British police began a wide-reaching probe Saturday into a recent wave of student protests, after the latest culminated in a mob attack on a car carrying Prince Charles and his wife Camilla.
Prime Minister David Cameron said he was "very concerned" by the royal security lapse, which occurred Thursday during the most violent of a string of protests against his coalition government's plans to raise university fees.
Charles, the heir to the throne, and his wife looked shocked as rampaging demonstrators broke a window of their Rolls Royce and spattered the car with paint.
They intercepted the car as the couple travelled to a theatre in London's West End.
At the same time, across the city in Westminster, thousands of angry youths clashed with riot police and tried to storm the finance ministry after the government narrowly won a parliamentary vote on raising university fees.
Clarence House, the royal couple's official residence, would not comment on newspaper reports that Camilla had been hit in the ribs by a stick shoved through one of the car windows which was accidentally opened in the melee.
"But what we are saying is that both their royal highnesses were unharmed and neither received any medical attention," a spokesman told AFP Friday.
Cameron said those who attacked the car had to be punished.
"We want to learn the lessons from that but, above all, we want to make sure that the people who behaved in these appalling ways feel the full force of the law of the land," he said.
Scotland Yard chief Paul Stephenson said the couple's route had been thoroughly surveyed minutes before the attack, adding that armed protection officers had held back by not opening fire on protesters.
"I do think that the officers who were protecting their royal highnesses showed very real restraint, some of those officers were armed," he told BBC radio.
"But it was a hugely shocking incident and there will be a full criminal investigation into it."
Police later announced a major investigation into all student protests in the capital since the first day of action against the fees increase on November 10, when rioters attacked Cameron's Conservative party headquarters.
"We support the public's democratic right to peacefully protest," a spokesman said, but violence "will not be tolerated", he added.
Clarence House said Charles and Camilla were "grateful" for the police's action, but the incident has raised serious security questions, particularly ahead of the wedding of Charles' son Prince William in April.
The royal couple were targeted by a breakaway group of around 200 protesters chanting "off with their heads" as they drove to a charity concert.
As a smiling Camilla left afterwards, she told reporters: "I'm fine thanks -- first time for everything."
Former royal police officer Charles Shoebridge said the incident "ranks amongst the most serious security breaches of the past decade."

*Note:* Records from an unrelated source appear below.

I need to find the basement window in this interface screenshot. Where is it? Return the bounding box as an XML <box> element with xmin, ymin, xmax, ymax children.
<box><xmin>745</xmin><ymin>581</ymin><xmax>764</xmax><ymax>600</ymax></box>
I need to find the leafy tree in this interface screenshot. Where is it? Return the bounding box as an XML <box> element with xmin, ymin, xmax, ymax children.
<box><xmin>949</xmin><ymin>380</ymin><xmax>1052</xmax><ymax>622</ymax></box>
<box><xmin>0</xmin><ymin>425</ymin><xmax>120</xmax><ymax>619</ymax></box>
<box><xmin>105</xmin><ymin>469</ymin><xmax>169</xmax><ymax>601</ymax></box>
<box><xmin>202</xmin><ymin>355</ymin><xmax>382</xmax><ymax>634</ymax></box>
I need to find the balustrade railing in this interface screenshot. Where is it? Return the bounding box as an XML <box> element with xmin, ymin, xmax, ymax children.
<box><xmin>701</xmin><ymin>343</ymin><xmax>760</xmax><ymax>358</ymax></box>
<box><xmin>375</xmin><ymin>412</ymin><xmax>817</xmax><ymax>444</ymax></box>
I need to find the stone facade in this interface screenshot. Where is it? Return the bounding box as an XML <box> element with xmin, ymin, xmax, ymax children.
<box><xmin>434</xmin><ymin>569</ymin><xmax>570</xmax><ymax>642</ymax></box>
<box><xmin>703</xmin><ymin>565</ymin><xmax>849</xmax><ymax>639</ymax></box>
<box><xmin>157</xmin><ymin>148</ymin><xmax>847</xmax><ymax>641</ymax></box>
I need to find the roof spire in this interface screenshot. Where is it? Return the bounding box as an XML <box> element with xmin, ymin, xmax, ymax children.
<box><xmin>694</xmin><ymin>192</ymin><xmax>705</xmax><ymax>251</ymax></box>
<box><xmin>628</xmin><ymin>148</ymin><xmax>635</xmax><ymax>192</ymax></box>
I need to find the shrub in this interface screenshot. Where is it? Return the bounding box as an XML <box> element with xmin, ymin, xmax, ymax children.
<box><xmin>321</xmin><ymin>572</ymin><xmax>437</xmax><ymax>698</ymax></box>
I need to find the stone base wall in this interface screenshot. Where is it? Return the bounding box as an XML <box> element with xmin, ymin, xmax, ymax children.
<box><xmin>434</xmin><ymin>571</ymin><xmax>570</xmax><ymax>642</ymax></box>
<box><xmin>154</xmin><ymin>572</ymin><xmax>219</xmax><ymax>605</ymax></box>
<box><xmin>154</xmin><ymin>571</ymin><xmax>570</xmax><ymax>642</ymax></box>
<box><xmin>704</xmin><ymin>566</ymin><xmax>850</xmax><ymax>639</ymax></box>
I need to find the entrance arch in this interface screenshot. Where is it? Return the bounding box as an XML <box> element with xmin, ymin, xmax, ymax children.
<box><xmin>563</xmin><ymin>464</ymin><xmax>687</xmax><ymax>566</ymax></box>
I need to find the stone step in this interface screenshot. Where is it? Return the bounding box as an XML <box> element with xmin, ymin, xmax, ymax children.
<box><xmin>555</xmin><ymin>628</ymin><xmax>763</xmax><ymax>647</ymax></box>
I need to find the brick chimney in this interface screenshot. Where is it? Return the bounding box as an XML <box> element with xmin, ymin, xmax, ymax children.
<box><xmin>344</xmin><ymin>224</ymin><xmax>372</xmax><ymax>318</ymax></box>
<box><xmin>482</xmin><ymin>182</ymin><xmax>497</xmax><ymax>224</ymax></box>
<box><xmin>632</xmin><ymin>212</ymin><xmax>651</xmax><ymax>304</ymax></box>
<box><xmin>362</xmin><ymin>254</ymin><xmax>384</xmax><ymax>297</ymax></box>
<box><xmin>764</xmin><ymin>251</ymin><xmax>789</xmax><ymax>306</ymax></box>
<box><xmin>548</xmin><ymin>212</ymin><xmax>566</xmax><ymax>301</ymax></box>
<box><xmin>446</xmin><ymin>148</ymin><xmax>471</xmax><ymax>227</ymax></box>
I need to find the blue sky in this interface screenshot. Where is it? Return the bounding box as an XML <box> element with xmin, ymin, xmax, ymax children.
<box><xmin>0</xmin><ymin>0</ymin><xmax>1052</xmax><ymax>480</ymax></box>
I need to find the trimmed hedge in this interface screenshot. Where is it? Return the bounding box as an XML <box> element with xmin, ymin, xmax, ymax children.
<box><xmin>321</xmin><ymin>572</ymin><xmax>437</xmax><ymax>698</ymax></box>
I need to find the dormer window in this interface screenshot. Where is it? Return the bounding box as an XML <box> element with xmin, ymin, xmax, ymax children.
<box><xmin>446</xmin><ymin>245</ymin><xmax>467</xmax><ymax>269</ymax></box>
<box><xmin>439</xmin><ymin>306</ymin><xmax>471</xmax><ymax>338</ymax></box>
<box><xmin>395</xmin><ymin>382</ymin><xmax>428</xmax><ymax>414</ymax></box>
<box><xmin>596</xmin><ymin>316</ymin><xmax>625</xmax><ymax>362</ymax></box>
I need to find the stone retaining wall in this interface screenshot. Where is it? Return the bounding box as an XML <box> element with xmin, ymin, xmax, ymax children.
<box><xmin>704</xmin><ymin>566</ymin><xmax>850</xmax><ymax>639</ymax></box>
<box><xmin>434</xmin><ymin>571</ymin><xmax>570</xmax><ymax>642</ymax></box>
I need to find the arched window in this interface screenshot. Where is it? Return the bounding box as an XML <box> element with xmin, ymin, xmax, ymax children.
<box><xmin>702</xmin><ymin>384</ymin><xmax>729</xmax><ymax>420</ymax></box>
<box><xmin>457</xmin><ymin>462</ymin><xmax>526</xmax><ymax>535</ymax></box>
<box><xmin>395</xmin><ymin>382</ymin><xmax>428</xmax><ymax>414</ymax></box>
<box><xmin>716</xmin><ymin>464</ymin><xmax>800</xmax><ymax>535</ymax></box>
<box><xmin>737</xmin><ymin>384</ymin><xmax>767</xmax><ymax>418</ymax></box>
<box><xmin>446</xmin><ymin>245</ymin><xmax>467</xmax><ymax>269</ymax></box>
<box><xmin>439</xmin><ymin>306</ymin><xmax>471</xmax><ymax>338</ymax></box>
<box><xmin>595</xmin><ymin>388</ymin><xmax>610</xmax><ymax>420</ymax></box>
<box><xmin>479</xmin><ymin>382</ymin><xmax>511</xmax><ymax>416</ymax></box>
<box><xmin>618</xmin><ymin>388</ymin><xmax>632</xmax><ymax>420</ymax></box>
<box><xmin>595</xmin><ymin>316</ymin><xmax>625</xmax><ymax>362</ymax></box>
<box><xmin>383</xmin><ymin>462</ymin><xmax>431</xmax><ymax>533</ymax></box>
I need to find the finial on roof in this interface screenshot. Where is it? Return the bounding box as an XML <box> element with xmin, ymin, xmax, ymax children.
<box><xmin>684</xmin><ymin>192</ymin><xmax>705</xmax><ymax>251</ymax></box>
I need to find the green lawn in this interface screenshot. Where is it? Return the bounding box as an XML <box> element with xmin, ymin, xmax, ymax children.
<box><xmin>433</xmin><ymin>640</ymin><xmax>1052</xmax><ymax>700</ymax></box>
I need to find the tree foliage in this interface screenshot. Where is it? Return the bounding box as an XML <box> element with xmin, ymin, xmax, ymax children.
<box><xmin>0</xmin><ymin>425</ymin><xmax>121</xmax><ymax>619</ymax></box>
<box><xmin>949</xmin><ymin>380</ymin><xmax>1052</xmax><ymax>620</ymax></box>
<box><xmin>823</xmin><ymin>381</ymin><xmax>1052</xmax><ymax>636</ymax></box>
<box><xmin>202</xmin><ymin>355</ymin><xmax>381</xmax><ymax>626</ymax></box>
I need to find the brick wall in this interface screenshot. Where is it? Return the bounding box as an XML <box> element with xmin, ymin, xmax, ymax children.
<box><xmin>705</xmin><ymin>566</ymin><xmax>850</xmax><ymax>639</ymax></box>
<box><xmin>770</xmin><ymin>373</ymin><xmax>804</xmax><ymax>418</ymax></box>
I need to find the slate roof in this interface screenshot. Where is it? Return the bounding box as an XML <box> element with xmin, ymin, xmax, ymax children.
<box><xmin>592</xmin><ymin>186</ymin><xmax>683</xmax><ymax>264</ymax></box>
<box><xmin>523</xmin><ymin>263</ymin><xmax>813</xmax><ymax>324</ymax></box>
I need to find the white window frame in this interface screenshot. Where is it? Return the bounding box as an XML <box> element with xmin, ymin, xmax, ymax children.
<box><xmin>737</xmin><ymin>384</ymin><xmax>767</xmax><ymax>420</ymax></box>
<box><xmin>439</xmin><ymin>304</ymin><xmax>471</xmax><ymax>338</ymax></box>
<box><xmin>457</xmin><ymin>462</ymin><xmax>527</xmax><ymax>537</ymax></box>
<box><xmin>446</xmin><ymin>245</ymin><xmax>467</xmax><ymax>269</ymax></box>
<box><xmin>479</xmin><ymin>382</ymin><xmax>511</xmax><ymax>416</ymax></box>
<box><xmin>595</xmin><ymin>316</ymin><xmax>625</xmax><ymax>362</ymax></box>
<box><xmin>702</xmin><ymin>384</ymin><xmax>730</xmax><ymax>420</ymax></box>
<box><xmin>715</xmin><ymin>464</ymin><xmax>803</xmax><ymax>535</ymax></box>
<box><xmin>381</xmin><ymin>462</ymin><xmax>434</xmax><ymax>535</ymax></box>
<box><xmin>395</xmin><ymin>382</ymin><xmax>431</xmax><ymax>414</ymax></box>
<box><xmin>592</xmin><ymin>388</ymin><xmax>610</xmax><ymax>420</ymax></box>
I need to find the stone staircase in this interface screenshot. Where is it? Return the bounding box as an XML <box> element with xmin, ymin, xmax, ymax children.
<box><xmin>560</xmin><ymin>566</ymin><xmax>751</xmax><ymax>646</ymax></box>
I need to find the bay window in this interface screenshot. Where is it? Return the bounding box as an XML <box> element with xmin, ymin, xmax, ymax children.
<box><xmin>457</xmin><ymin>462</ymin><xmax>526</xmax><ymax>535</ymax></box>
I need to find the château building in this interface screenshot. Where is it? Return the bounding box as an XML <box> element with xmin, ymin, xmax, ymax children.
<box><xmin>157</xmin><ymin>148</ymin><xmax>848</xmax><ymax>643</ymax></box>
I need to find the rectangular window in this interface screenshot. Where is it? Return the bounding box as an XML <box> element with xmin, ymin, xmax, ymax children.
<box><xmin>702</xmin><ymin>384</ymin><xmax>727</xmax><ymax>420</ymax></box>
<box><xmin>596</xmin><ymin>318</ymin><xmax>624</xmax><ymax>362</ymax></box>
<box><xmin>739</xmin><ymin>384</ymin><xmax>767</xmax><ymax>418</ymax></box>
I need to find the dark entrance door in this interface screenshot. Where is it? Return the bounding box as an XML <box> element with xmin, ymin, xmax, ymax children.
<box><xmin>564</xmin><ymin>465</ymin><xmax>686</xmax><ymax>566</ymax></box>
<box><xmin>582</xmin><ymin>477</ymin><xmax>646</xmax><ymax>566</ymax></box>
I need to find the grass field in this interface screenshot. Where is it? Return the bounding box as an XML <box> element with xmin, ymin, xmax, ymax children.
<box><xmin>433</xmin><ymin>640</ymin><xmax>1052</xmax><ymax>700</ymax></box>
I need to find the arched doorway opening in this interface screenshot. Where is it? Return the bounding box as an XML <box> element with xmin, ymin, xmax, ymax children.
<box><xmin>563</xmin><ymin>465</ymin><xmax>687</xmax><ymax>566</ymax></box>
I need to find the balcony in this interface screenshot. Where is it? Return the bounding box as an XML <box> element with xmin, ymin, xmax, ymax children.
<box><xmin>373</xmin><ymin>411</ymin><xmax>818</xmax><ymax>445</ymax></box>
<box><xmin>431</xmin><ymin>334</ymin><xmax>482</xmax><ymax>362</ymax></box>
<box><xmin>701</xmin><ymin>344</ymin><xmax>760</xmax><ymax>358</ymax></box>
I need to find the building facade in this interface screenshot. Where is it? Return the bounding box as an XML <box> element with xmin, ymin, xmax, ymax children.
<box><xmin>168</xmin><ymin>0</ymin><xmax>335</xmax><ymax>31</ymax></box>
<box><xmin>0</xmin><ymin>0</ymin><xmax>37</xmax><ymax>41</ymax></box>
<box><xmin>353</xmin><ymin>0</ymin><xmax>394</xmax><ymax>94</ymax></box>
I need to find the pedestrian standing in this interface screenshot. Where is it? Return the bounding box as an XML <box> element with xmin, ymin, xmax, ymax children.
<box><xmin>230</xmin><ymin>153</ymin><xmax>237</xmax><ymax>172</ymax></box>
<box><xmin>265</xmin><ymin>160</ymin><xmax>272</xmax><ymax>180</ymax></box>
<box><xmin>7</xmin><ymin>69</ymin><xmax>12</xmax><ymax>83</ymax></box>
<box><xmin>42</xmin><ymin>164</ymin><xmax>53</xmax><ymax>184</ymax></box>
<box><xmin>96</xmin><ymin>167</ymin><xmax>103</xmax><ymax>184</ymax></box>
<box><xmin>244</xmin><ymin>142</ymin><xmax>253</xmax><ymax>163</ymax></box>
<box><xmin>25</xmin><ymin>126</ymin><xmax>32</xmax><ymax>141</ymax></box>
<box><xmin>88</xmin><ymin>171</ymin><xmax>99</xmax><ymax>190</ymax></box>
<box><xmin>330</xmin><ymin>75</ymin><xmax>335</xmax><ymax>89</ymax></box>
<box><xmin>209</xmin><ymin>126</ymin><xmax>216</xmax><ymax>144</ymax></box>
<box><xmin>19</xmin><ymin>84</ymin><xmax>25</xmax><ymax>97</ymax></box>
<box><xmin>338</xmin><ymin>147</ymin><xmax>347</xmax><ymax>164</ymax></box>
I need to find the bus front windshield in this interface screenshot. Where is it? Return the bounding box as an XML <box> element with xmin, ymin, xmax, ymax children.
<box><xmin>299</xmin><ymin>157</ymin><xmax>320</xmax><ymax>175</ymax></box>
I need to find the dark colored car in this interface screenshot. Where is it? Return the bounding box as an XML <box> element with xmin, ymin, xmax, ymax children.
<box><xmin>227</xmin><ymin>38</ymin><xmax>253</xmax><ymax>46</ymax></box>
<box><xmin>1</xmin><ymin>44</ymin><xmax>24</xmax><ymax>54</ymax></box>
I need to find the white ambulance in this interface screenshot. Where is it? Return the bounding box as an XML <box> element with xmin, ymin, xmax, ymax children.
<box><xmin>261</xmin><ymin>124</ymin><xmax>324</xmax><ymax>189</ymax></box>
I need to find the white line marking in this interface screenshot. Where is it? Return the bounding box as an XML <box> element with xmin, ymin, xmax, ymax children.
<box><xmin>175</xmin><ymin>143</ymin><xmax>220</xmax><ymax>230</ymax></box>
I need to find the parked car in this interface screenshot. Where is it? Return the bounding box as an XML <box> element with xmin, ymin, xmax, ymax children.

Police arrested 33 people during the protests and at least 43 protesters and 12 police officers were injured during the clashes outside parliament.
A police watchdog launched an investigation after a 20-year-old student needed surgery after allegedly being hit on the head with a police truncheon.
The plans to raise fees led to the first government resignations over policy and exposed deep strains in junior coalition partners the Liberal Democrats, who before the election had pledged to oppose any rise in tuition fees.
The government's majority was cut by three-quarters as lawmakers voted by 323 to 302 to raise the cap on annual tuition fees at English universities from 2012.
As part of widespread austerity measures aimed at cutting Britain's deficit, the basic level of fees will now climb to 6,000 pounds (9,460 dollars, 7,140 euros), with an upper limit of 9,000 pounds.